Fuelled by my fascination about public bathing, which was started from soaking in Onsen in Japan, I put Taman Sari into my Yogyakarta itinerary together with Candi Borobudur Temple. Taman Sari once was Yogyakarta's royals private bathing area. The architecture resembles a small palace, hence the nickname Water Castle.
Taman Sari Yogyakarta's Water Castle
Taman Sari Complex
Located in the actual palace complex, the bathing area was our first stop after we visited the palace. Though I have heard about Taman Sari before, admittedly only recently, I refrained myself from googling it. It didn't disappoint. It's everything one could imagine about an olden age royal bathing area.
The complex itself used to be a much larger with its own artificial lake, well, and hidden pathways. What's left and well-preserved, though, were just the bathing areas and a part of the hidden pathway.

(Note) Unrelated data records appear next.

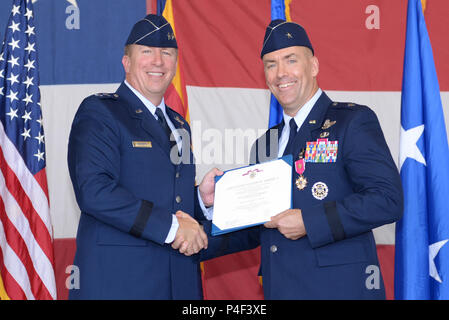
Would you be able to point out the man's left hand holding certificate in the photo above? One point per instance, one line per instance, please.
(251, 195)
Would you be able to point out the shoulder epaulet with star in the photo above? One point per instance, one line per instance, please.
(113, 96)
(343, 104)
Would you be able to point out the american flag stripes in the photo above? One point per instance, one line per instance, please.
(26, 235)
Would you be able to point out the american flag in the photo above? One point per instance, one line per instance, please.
(26, 235)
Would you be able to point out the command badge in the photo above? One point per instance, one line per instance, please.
(320, 190)
(301, 182)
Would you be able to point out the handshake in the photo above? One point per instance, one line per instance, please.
(190, 237)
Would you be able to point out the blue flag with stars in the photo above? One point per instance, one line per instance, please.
(20, 109)
(422, 251)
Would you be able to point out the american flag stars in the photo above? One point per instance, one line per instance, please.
(19, 89)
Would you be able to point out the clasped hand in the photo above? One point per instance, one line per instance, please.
(190, 237)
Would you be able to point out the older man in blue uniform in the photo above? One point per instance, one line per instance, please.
(123, 157)
(345, 182)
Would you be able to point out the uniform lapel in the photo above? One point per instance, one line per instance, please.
(182, 127)
(139, 111)
(313, 122)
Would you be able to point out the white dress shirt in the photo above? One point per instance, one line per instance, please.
(300, 117)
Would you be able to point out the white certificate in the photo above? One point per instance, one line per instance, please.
(251, 195)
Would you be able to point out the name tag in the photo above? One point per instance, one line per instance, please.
(142, 144)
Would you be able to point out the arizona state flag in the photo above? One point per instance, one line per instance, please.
(176, 96)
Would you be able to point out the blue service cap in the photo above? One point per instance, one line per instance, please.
(153, 31)
(282, 34)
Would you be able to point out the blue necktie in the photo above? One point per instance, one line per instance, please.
(163, 122)
(291, 137)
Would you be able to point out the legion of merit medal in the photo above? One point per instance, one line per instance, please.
(300, 166)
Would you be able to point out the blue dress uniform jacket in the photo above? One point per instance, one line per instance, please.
(337, 259)
(127, 189)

The royal family used the main bathing area with two ponds while the Sultan and his chosen concubine would use the private part of the complex.
The air felt mystique.
Maybe it was the blue-green water, or maybe it had to do with the pouring rain, but I definitely felt a sense of tranquility, even with so many people around, exactly how I felt while walking around Okunoin at Koyasan, Japan. Or maybe it was just the calming effect of being surrounded by water.
The Architecture of Taman Sari Reminded Me of India
A little Google research revealed a rich mixture of cultures behind it. There were European, Chinese, Javanese, Hindu, India (of course!) and a wee bit of Portuguese influence behind it. No wonder it has such pretty and amazing detailed architecture.
I sent a snap of Taman Sari to Fafa there and explained to him a bit about it, including the concubines bathing part. He replied, "saucy!". Then and there, the tranquil feeling left my mind and I decided to treat myself with one of the popular local Indonesian food in Yogyakarta.